MP4.txt

This is a Project done for a computer graphics class.

Given a mesh of points, this program will perform catmull clark subdivison on those points


the README I submitted for this project is below.




CS 418 MP4 - Fall 2012
Jeff Parsons

"Smooth I"



Instructions/control

included in the MP is an executable, and a visual studio 2010 project file. if the executable doesn't work correctly,
try the VS project file ( the project file is called MP2, as it is a modified version of my mp2 VS project)
 i have included pictures in my mp folder to show what the I should look like

Upon opening the MP executable, you should see a 3D, rainbow textured block I with lighting(including specularity). 

The camera will be moving around the I following a Bezier curve.

 
to subdivide the I, just press the "c" key. repeated presses will yeild additional subdivisions.
(it should be possible to get up to 4 or 5 subdivisions of the original I before the animation starts to slow down)

pressing the "m" key will switch between a full surfaced and textured I, and a wire mesh of the I.
 

to reset a subdivided I to the original un-subdivided block-I, press the "v" key




Breif Code documentation for Catmull clarke implementation:

my catmull clark implementation is rather complicated, but I will attempt to discribe it as thouroughly as i can here,
so that it is perhaps clearer in reading the code comments.

data structures:
I have implemented a half-edge data structure that uses the following classes:

a "face" class, to represent a single face or quad in the mesh

a "vertex" class, to represent a single point in the mesh

a "halfEdge" class, to represent a single half edge in the half edge data structure.

each vertex stores its coordinates, a normal vector, and a pointer to an outgoing half edge.

each face carries pointers to its 4 vertices, as well as to a single bordering half edge.
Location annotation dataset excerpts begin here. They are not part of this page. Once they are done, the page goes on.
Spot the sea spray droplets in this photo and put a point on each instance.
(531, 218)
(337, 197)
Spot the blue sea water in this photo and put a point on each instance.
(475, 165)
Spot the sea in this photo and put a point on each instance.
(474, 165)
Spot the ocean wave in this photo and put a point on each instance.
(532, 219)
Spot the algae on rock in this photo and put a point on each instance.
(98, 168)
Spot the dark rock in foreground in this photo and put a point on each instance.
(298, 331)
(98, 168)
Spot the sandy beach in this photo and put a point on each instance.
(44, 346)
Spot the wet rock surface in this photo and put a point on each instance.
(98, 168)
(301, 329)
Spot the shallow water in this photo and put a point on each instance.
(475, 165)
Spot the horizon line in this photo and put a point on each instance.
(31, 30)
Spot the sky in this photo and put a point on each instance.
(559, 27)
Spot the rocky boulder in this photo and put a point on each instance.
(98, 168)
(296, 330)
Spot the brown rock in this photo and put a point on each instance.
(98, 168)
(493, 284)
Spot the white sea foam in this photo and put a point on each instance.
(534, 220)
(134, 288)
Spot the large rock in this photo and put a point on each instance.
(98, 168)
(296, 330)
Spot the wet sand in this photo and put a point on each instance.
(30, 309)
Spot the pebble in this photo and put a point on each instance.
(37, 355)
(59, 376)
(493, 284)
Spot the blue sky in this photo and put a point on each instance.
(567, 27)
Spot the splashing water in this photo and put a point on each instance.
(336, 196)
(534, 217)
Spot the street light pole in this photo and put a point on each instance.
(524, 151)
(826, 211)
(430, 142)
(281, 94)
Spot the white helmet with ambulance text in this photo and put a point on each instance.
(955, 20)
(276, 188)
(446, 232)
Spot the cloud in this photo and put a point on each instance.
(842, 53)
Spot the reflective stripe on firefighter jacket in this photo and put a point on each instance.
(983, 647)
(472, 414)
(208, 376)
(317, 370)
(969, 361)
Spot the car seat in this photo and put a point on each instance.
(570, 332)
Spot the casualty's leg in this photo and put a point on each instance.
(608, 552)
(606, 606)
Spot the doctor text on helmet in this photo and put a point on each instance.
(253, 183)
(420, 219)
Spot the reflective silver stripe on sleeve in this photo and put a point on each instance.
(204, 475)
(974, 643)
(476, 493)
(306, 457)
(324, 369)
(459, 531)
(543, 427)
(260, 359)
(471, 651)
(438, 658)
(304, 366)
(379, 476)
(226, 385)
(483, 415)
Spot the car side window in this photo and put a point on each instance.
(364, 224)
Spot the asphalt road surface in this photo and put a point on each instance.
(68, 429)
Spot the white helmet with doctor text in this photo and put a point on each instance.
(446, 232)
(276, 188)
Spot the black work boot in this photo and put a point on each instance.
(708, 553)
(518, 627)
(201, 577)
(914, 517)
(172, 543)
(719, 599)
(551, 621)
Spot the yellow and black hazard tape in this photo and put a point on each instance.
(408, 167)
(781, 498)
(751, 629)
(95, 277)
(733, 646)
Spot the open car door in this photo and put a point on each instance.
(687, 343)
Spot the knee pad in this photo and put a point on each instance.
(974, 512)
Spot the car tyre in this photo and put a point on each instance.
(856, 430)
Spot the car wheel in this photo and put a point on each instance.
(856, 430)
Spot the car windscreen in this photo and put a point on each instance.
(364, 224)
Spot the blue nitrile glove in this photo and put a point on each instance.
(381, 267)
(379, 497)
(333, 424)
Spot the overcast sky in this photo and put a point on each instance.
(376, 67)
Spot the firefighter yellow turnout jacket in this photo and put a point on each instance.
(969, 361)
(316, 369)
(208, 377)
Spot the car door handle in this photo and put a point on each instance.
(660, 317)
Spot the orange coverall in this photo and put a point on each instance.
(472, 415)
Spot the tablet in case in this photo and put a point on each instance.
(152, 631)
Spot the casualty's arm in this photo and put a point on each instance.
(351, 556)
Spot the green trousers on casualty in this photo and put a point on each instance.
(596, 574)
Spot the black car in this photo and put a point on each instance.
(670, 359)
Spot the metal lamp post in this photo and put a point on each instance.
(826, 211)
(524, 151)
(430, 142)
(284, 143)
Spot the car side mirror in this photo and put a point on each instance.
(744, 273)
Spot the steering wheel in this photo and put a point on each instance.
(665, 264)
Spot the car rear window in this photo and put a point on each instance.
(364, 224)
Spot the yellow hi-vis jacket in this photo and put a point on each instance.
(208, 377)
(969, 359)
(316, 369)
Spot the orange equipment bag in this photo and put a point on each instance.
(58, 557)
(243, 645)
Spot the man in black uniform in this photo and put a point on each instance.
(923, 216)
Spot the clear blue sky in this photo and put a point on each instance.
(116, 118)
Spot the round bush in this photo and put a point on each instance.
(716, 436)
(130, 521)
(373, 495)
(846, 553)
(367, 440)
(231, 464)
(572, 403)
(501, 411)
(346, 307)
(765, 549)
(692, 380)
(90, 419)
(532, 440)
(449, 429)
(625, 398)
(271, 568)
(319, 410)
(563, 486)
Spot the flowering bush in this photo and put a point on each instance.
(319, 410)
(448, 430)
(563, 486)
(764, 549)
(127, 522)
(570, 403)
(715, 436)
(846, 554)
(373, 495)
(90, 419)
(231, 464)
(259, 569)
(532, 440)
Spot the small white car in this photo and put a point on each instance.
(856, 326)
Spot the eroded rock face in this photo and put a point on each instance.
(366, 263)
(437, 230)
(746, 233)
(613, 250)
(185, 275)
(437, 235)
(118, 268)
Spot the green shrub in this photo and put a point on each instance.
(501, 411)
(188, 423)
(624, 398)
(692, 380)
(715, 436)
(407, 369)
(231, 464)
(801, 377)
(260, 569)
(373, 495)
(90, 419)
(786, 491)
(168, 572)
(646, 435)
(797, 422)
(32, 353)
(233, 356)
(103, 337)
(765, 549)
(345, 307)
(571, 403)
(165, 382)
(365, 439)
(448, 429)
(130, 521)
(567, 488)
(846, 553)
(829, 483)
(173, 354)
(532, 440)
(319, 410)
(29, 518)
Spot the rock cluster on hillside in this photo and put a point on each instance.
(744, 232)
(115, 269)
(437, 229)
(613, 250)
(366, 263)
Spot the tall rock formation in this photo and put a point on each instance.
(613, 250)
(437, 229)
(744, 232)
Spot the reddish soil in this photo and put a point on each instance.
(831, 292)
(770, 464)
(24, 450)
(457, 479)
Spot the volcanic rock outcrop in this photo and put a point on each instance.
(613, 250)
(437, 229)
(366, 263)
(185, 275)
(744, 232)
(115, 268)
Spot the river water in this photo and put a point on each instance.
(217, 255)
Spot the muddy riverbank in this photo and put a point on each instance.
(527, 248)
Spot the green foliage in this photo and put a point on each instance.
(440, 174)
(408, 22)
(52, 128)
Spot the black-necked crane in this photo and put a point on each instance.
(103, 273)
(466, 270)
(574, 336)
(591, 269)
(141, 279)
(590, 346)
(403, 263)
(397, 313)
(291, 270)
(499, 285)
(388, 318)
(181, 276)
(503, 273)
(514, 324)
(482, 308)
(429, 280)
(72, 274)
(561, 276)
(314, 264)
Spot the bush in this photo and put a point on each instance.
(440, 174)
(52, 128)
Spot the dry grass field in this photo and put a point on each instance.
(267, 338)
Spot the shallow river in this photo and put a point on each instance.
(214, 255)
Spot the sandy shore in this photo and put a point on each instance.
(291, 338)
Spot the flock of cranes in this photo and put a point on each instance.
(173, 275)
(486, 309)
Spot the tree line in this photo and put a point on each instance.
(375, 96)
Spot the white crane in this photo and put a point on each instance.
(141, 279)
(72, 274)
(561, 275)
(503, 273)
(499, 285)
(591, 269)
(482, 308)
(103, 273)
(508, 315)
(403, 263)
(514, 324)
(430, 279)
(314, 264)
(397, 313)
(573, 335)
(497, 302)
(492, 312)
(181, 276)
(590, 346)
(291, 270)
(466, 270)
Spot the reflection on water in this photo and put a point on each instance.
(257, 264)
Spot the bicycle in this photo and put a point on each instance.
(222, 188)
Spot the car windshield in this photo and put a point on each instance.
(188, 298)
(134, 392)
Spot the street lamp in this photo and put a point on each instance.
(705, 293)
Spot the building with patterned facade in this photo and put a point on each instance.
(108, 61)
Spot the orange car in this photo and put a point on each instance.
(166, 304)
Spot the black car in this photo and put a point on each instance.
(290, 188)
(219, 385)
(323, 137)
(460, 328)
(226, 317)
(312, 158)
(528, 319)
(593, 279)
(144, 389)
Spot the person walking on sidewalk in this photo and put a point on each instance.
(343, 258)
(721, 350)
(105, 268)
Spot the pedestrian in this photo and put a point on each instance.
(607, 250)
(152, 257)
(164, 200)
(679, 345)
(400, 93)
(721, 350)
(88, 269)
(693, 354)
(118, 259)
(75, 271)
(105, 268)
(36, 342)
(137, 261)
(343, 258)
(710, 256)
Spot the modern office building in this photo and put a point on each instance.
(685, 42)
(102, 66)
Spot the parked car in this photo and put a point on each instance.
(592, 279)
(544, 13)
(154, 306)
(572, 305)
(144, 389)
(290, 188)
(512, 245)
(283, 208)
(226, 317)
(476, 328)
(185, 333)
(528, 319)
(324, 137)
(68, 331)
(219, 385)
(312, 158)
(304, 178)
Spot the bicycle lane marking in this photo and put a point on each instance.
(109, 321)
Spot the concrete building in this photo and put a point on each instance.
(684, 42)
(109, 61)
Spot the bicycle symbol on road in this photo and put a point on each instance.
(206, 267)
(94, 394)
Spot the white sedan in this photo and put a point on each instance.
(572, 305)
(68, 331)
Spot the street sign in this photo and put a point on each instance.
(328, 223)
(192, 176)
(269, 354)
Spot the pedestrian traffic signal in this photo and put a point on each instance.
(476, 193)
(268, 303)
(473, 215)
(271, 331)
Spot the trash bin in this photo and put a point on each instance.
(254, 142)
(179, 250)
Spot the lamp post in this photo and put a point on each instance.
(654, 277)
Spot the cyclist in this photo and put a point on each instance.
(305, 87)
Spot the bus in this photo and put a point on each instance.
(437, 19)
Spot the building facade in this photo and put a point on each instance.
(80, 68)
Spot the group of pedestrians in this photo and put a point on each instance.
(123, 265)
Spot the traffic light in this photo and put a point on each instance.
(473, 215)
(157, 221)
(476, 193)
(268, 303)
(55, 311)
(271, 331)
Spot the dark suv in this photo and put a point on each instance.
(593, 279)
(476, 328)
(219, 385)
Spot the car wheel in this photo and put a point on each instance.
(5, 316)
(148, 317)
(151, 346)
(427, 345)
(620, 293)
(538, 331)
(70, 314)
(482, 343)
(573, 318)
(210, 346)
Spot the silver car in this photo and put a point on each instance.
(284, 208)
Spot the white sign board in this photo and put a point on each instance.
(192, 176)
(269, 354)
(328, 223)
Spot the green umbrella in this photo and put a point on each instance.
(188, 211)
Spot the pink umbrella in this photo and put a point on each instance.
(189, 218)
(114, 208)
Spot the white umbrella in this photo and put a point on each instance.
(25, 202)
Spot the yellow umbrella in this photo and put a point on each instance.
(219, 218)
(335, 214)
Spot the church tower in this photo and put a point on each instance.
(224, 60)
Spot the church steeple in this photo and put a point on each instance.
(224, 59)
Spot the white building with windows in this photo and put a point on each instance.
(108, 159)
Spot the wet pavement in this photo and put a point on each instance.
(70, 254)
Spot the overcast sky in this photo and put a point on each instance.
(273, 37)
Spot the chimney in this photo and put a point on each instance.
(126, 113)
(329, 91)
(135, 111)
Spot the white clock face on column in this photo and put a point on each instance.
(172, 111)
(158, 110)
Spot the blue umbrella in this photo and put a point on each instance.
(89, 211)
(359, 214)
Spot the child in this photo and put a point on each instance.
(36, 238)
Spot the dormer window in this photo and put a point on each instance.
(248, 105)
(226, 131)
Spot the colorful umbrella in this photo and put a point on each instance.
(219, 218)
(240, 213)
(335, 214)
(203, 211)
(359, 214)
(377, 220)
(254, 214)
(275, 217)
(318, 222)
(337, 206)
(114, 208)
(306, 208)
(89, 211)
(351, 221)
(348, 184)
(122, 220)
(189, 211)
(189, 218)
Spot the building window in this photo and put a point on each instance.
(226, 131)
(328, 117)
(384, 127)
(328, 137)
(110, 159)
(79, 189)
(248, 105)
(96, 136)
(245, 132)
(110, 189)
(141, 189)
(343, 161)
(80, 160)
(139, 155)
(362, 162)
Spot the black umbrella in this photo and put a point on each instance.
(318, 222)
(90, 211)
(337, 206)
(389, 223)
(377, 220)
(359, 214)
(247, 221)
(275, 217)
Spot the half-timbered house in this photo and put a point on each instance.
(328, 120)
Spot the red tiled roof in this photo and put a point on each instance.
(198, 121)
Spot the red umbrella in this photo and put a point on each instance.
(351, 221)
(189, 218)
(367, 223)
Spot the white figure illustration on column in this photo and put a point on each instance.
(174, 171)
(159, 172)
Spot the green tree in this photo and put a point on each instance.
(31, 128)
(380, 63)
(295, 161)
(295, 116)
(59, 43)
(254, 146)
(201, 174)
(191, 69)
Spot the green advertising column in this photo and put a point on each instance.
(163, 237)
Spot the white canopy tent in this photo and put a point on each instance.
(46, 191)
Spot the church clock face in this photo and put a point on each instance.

Each face also has the
ability to store an additional "face point" which is the face center point calculated during the course of catmull-
clark. 

each half edge has a pointer to its face, to the next half edge in the same face, to its opposite half edge, and to its
start and end vertices. In addition, each half edge has the potential to store a pointer to an "edge point" which is the 
edge center point calculated during the course of catmull-clark. (in my implementation, opposite half edges will always 
point to the same edge point vertex object.) 

all faces are stored on the heap, with pointers to all faces stored in a single std::vector.
this is also true for all vertices, and for all edges.  


given these data structures, my implementation works as follows:

a single function ( fullCC() ) calls all of the below functions in sequence:

First, a function ( makeFacePoints() ) is called to calculate a face point for each face. pointers to these are stored 
within each face object of the current face vector.

Second, a function ( makeEdgePoints() )is called to calculate all new edge points and to store pointers to them within 
each edge object.

Third, a function ( makeAdjustedVerts() ) is called to adjust the positions of each vertex in the existing mesh based on 
the values of the vertices stored in the edges and faces surrounding that vertex.

fourth, a function ( compileNewMesh() ) is called to construct a new face vector and edge vector (with all new edges 
and faces) by iterating over each face in the old face vector, and constructing all new faces and half edges connecting the 
old vertices, edge points, and face points that are pointed to by the old halfedge and face data structures.
(so, as each 1 face of the old face vector is iterated over, 4 new faces are created and pushed onto the new
face vector) for each quadruple of faces being constructed, opposite edges of the bordering half edges are checked
for and connected. 

lastly, a function ( getNormals() ) iterates over every vertex in the new mesh, and computes normals for each one, 
based on the normals of each surrounding face.